The bad news is that Westchester County, the sprawling suburb just north of New York City, has been pressured to settle a federal lawsuit brought by liberal activists over “affordable” housing. The worse news is that the Obama Administration wants the settlement to be a template for the rest of the nation.
The three-year-old lawsuit alleged that Westchester had accepted federal housing funds but failed to provide enough affordable housing and reduce segregation in some of its wealthier communities, such as Scarsdale and Chappaqua, home to Bill and Hillary Clinton. In February a U.S. District Court judge in Manhattan ruled that Westchester’s integration efforts were insufficient, and rather than risk losing out on more federal money, county officials struck a deal with the Department of Housing and Urban Development this week. Within seven years, the county will construct or acquire 750 homes or apartments, 630 of which must be located in communities that are less than 3% black and 7% Hispanic.

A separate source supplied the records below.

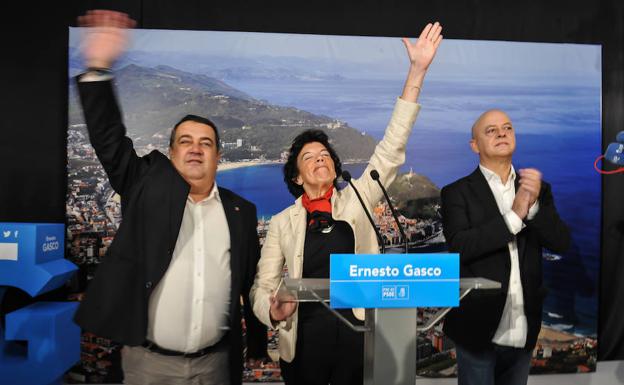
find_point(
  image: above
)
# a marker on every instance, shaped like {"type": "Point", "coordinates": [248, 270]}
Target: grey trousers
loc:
{"type": "Point", "coordinates": [143, 367]}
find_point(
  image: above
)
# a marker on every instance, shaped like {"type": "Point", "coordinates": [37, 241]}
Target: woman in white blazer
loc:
{"type": "Point", "coordinates": [314, 346]}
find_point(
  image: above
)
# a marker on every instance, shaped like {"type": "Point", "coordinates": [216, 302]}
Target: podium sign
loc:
{"type": "Point", "coordinates": [394, 280]}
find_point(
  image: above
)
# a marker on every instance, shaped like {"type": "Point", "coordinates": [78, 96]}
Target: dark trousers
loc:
{"type": "Point", "coordinates": [497, 365]}
{"type": "Point", "coordinates": [327, 352]}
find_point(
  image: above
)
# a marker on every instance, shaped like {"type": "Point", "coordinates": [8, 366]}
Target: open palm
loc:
{"type": "Point", "coordinates": [422, 52]}
{"type": "Point", "coordinates": [105, 37]}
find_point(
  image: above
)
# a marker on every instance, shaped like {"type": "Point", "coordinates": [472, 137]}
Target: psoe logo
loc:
{"type": "Point", "coordinates": [50, 244]}
{"type": "Point", "coordinates": [388, 292]}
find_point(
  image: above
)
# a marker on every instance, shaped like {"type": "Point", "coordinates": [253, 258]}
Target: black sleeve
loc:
{"type": "Point", "coordinates": [470, 241]}
{"type": "Point", "coordinates": [256, 331]}
{"type": "Point", "coordinates": [551, 230]}
{"type": "Point", "coordinates": [107, 134]}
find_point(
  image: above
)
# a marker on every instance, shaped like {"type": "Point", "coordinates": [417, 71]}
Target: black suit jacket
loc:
{"type": "Point", "coordinates": [475, 228]}
{"type": "Point", "coordinates": [153, 197]}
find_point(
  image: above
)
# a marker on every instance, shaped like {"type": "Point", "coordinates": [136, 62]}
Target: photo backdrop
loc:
{"type": "Point", "coordinates": [263, 89]}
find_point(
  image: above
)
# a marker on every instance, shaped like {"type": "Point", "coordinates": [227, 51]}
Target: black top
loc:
{"type": "Point", "coordinates": [318, 246]}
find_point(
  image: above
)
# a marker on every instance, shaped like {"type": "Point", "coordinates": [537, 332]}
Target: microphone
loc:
{"type": "Point", "coordinates": [346, 176]}
{"type": "Point", "coordinates": [375, 175]}
{"type": "Point", "coordinates": [615, 152]}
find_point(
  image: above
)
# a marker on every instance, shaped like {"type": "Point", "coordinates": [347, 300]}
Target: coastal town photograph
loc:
{"type": "Point", "coordinates": [261, 90]}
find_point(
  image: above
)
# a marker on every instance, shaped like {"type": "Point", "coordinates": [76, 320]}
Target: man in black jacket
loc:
{"type": "Point", "coordinates": [170, 285]}
{"type": "Point", "coordinates": [499, 221]}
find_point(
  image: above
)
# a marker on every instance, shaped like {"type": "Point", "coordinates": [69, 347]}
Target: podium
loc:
{"type": "Point", "coordinates": [390, 334]}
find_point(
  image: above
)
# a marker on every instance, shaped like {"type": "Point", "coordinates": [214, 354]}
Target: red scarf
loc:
{"type": "Point", "coordinates": [319, 208]}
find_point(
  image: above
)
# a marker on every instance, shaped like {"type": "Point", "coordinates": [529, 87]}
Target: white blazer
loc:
{"type": "Point", "coordinates": [286, 236]}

“We’re clearly messaging other jurisdictions across the country that there has been a significant change in the Department of Housing and Urban Development, and we’re going to ask them to pursue similar goals as well,” said HUD Deputy Secretary Ron Sims. Westchester County, he added, “can serve as a model for building strong, inclusive sustainable communities in suburban areas across the entire United States.”

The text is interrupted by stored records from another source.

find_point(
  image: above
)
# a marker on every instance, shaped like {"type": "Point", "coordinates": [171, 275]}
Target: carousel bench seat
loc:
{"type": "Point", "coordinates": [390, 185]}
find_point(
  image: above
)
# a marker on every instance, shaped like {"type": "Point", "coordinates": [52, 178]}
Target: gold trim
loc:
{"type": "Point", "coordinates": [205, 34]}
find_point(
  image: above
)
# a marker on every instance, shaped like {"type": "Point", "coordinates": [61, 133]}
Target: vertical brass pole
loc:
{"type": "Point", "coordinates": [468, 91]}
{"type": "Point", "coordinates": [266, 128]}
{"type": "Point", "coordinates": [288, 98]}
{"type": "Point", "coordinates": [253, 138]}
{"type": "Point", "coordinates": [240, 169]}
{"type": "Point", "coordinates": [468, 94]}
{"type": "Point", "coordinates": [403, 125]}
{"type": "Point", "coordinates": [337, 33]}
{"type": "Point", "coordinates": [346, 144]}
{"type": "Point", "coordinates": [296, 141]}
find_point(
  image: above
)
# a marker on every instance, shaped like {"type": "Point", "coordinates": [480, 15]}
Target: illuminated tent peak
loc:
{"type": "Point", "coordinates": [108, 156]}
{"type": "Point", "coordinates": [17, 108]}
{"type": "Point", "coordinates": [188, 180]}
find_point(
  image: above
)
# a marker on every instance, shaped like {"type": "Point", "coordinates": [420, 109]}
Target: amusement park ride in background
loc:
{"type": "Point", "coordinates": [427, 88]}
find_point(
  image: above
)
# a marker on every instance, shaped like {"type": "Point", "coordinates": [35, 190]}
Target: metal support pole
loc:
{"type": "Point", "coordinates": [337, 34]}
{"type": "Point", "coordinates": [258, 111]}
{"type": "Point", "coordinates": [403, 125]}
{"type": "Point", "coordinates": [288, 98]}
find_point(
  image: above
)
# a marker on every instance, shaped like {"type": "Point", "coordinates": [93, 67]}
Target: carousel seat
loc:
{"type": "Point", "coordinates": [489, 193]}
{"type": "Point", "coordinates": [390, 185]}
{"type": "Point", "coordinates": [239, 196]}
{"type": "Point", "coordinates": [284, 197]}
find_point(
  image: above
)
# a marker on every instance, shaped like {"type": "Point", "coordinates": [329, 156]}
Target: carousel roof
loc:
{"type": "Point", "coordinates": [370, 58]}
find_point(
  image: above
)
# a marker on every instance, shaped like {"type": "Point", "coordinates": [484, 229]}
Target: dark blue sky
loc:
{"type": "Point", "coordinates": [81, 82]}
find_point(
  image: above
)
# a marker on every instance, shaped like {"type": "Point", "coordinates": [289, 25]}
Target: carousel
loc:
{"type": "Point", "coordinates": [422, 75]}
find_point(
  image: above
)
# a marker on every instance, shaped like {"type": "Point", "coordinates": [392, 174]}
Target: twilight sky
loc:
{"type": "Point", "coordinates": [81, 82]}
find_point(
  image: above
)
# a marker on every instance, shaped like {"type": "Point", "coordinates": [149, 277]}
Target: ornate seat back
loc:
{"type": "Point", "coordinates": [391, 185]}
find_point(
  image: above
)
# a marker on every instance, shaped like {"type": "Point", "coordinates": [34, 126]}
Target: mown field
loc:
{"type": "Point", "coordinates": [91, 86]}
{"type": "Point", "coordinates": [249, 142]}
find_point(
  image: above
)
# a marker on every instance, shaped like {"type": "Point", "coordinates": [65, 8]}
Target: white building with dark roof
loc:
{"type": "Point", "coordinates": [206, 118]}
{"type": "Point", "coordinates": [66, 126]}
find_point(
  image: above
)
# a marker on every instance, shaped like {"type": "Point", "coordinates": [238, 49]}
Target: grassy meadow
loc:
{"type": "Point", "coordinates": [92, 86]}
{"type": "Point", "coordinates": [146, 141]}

Westchester officials admit no wrongdoing, which isn’t surprising given that prior to the lawsuit HUD not only had never denied the county funds but had praised its housing practices. The bigger concern, however, is the Obama Administration’s intention to promote housing polices that have a history of dividing communities and creating racial tension. Integrated neighborhoods are an admirable goal, but how you get there matters.
In the 1960s, Chicago’s Gautreaux Program moved several thousand inner-city residents to the suburbs over the objections of whites and black community leaders alike, which stoked racial unrest and resulted in unprecedented “white flight.” In the 1970s, the Philadelphia suburb of Mount Laurel, New Jersey, was ordered to build subsidized housing. Local opposition was so strong that municipalities ultimately were permitted to pay into a fund and have much of the housing built in places like Newark and Camden instead.
Blacks have long populated Westchester towns such as White Plains, New Rochelle and Mount Vernon, and the Administration is assuming that low percentages of racial and ethnic minorities in places like Scarsdale are a result of discrimination. Yet there’s no pattern of fair housing complaints or other evidence showing that black families with incomes similar to whites in more upscale neighborhoods were barred from those jurisdictions. History also demonstrates that racial and ethnic minorities have incurred far less resistance when they move into neighborhoods where they can afford to live.
The black and Latino suburban population is increasing steadily as the household incomes of those groups rise. But social engineers who want to force the issue risk creating more problems than they solve. Most people believe in integrated neighborhoods provided they’re a consequence of genuine choice, not the government deciding where it wants people to live.